"How the candidates' tax proposals highlight different economic priorities" PBS NewsHour 8/11/2016
The ultimate Flim-Flam Man ("Master of Back-Stabbing, Cork-Screwing, and Dirty-Dealing") vs Hillery.
SUMMARY: Hillary Clinton and Donald Trump both spoke about their intended tax policies this week. On Monday, Trump proposed tax cuts for all, while on Thursday, Clinton pledged to increase taxes on the wealthy and use that money for the middle and lower classes. Judy Woodruff speaks with Neil Irwin of the The New York Times and David Wessel of the Brookings Institution for analysis of both plans.
JUDY WOODRUFF (NewsHour): Few things are certain in life, and this year's presidential campaign has certainly defied tradition. But when it comes to taxes, it's become clear there are pretty big differences between the two major party candidates.
Lisa Desjardins reports. It's part of our ongoing look at issues shaping this election.
LISA DESJARDINS (NewsHour): Taxes, among the most powerful of government policies, affecting how we live and work every day. This week starts the first head-to-head policy speeches between Hillary Clinton and Donald Trump, starting with Trump Monday.
DONALD TRUMP (R), Presidential Nominee: I am proposing an across-the-board income tax reduction, especially for middle-income Americans.
LISA DESJARDINS: Trump's plan? He would simplify the tax system to just three smaller rates and fewer deductions. His top Rate would be 33 percent vs. the current 39.6 percent. We don't yet know who would see which rates.
He's more specific on the estate tax. That's the tax on inheritances over $5.4 million. Trump would eliminate that tax altogether, a big benefit for (big) farmers and wealthy families. Republicans say it is fair and positive.
Hillary Clinton, in her economic speech in Michigan today, could not have disagreed more.
HILLARY CLINTON (D), Presidential Nominee: Multimillionaires shouldn't be able to pay a lower tax rate than their secretaries.
LISA DESJARDINS: Clinton would charge a minimum 30 percent tax on incomes over a million dollars, and she'd raise the total tax rate to 43.6 percent for those making over $5 million.
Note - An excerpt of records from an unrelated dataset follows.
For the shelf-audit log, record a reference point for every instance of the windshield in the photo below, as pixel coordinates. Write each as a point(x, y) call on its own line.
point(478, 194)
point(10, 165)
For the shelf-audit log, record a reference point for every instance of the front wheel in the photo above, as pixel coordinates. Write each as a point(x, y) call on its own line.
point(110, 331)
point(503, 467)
Clinton wouldn't change rates for the lower or middle classes.
Clinton charges that Trump's tax plan is a giveaway to the wealthy, especially one big change.
HILLARY CLINTON: In his speech on Monday, he called for a new tax loophole — let's call it the Trump loophole — because it would allow him to pay less than half the current tax rate on income from many of his companies.
LISA DESJARDINS: Clinton is talking about something complicated, but important, called pass-through income. Here's how it works.
Classically, a business pays a 35 percent rate on taxable incomes. But some businesses, where the owner or family is the business — think about attorneys with their own firms, for example — can pay using what's called a pass-through. In that case, the business doesn't pay a corporate tax. Instead, the company pays the owner and the owner pays an individual income tax of up to 39.6 percent.
This exists so the owner isn't taxed twice, as a business and individual. Donald Trump's plan would cut all corporate taxes to 15 percent. And he would set a new 15 percent rate for these pass-through incomes, a huge cut that could apply to his own businesses. He responds that Clinton and Democrats overtax companies.
JUDY WOODRUFF: Neil, what about changes in the estate tax? This is the tax people are charged when they die. They pass on everything they have to their children and there’s a tax associated with that. How do Clinton and Trump deal with that?
NEIL IRWIN: Well, with Trump, it’s simple. He wants to get rid of it entirely.
And one thing to remember, right now, the cutoff there for a married couple, it’s $10.9 million, meaning you have to be a multimillionaire when a person dies to face that tax at all. He still wants to get rid of it.
Hillary Clinton wants to go the other direction, reduce those exemptions down to $7 million for a married couple. So it would affect more people than it does now if Hillary Clinton got her way.
JUDY WOODRUFF: And, again, what would the effect be on revenue, David?
DAVID WESSEL: Well, we don’t get a lot of revenue from the estate tax.
We know the direction. But I think what Neil says is really important. So, of every 1,000 people who die in a given year, only two of them face the estate tax. So, it affects only the very rich. It’s almost more of a talking point than it is a real tax policy.